DS: The Media Center is kind of disturbing, because we’re all kind of hemmed into this big warehouse building in the middle of nowhere. I think people are friendlier than they would be at a regular old sporting event, like at an NCAA basketball game it doesn’t seem like people greet each other in the line at the buffet or whatever. Here, it seems like every time you wait in line for a piece of pizza you have to introduce yourself to the Belgian journalist behind you.
LCB: How can tell an American journalist from a non-American journalist over there — or can you?
DS: To me the number one giveaway is the white sneakers. I wrote about that a little bit. It’s definitely striking. And I’ve worn my white sneakers a little bit, too. It clearly signifies you as American.
LCB: How is the Cheney hunting accident playing over in Italy? What’s the buzz in the Media Center on the topic?
DS: We have our own little office so I hang out with Washington Post people all day. As far as what we’re doing I think we all just try to work in a Cheney shooting joke once or twice into our copy. Other than that it’s kind of just something to read [about].
LCB: I’d like to get your thoughts on something that is burning up the blogosphere. Bryant Gumbel of HBO’s “Real Sports” apparently recently said the following about the Winter Olympics: “Try to blot out all logic when announcers and sportswriters pretend to care about the luge, the skeleton, the biathlon and all those other events they don’t understand and totally ignore for all but three weeks every four years. Face it — these Olympics are little more than a marketing plan to fill space and sell time during the dreary days of February. So if only to hasten the arrival of the day they’re done, when we can move on to March Madness — for God’s sake, let the games begin.” In the same segment he also mentioned that the Winter Olympics looks like a “GOP convention,” complexion-wise. Discuss.
DS: It’s definitely an immensely white crowd — journalists and fans and athletes.

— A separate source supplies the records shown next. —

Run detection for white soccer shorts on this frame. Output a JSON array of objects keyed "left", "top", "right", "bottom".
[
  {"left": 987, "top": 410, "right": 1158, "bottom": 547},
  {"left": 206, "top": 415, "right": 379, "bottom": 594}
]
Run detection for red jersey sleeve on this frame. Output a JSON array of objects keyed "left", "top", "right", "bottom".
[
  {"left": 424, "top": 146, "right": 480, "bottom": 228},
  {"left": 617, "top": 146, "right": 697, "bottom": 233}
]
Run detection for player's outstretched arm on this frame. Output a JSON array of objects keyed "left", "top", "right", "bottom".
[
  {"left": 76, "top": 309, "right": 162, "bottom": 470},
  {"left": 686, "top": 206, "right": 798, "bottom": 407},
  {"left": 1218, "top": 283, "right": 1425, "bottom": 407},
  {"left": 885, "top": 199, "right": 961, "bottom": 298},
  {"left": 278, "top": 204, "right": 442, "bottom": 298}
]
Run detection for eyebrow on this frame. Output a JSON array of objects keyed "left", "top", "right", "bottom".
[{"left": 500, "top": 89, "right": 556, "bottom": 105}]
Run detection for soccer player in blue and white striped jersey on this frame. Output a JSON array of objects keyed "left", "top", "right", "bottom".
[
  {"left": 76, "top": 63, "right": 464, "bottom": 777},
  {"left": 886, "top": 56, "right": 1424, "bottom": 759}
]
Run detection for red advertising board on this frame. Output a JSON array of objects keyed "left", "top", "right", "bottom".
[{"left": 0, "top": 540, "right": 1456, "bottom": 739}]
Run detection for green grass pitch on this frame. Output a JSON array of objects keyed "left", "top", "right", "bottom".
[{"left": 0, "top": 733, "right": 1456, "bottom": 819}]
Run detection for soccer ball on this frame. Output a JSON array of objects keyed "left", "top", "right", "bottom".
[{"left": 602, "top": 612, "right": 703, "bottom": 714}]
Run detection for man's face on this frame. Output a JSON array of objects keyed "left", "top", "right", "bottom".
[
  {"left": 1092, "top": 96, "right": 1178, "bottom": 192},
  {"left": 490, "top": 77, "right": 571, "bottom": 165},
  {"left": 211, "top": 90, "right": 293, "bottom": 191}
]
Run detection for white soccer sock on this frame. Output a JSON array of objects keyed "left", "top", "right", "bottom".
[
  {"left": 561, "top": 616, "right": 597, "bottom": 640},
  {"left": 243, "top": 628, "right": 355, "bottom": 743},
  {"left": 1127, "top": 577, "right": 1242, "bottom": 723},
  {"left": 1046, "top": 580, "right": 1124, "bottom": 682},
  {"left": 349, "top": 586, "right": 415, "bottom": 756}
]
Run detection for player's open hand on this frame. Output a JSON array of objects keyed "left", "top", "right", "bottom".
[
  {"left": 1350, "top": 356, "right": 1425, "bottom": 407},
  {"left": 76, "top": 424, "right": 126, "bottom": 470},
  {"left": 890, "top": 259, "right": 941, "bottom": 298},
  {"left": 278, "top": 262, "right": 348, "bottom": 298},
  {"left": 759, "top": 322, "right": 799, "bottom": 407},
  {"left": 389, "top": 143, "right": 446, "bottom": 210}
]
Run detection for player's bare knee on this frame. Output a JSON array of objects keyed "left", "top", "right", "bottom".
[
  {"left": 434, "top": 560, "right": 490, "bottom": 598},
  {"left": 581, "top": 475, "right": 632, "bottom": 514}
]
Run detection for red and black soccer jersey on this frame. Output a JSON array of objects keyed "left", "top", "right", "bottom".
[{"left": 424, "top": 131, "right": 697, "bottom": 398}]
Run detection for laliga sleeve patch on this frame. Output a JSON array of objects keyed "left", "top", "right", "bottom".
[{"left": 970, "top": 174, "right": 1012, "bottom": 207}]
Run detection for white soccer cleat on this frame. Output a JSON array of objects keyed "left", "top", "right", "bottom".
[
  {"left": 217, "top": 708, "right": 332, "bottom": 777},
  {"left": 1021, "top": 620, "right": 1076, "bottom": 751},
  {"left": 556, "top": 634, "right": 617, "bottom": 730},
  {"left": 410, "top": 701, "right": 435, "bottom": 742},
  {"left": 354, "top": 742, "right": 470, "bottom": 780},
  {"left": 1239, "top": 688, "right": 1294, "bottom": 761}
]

LCB: And white-sneakered, too?
DS: Yeah, definitely. The American speedskater Shani Davis, the big buzz around him was that he was the one black superstar in the speedskating world. It’s definitely a white world over here.
As to the other thing, it’s interesting [Gumbel] said that. I think a lot of people have been saying that … questioning whether it’s really worth you know, say, the Washington Post sending 11 people [to Turin]. I wonder about that, too. I think the European press covers some of these sports year-round. There are World Cup circuits for skiing, speedskating and [European reporters] cover it every winter … so the Olympics really isn’t out of the ordinary. But for us, we do pretty much ignore these sports for three out of every four years. … [One of my colleagues] said that it feels like a made-for-TV event a lot of the time. You go to these events and go into a curling match in some suburb of Turin and it’s half-filled and you wonder … Curling, I’m obviously having a little fun with it, but it kind of makes you wonder why is this so important that we have so many people over here? If you’re here you do start to care about [it], though, so I don’t agree that journalists are just pretending to care. I think when you’re around it, you sort of get to know the personalities and you do start to care. Whether the people at home care, I am not sure.
LCB: You were once a cheese monger at Whole Foods. How did that job prepare you for your life as a sports reporter and, now, blogger?
DS: There are not a lot of similarities. But I did do a Cheese Lovers Newsletter (I used to struggle over whether there should be an apostrophe in “Lovers”). I would solicit email addresses and once a month send out some kind of overly-written treatise about all our new cheeses and cheeses that were on sale and beg people to come in and buy this or that cheese. Whenever anyone would show any kind of interest in cheese at the counter I would try to solicit their email address and badger then into signing up. So maybe that’s similar [to reporting]. That was sort of a little weird pause in my career.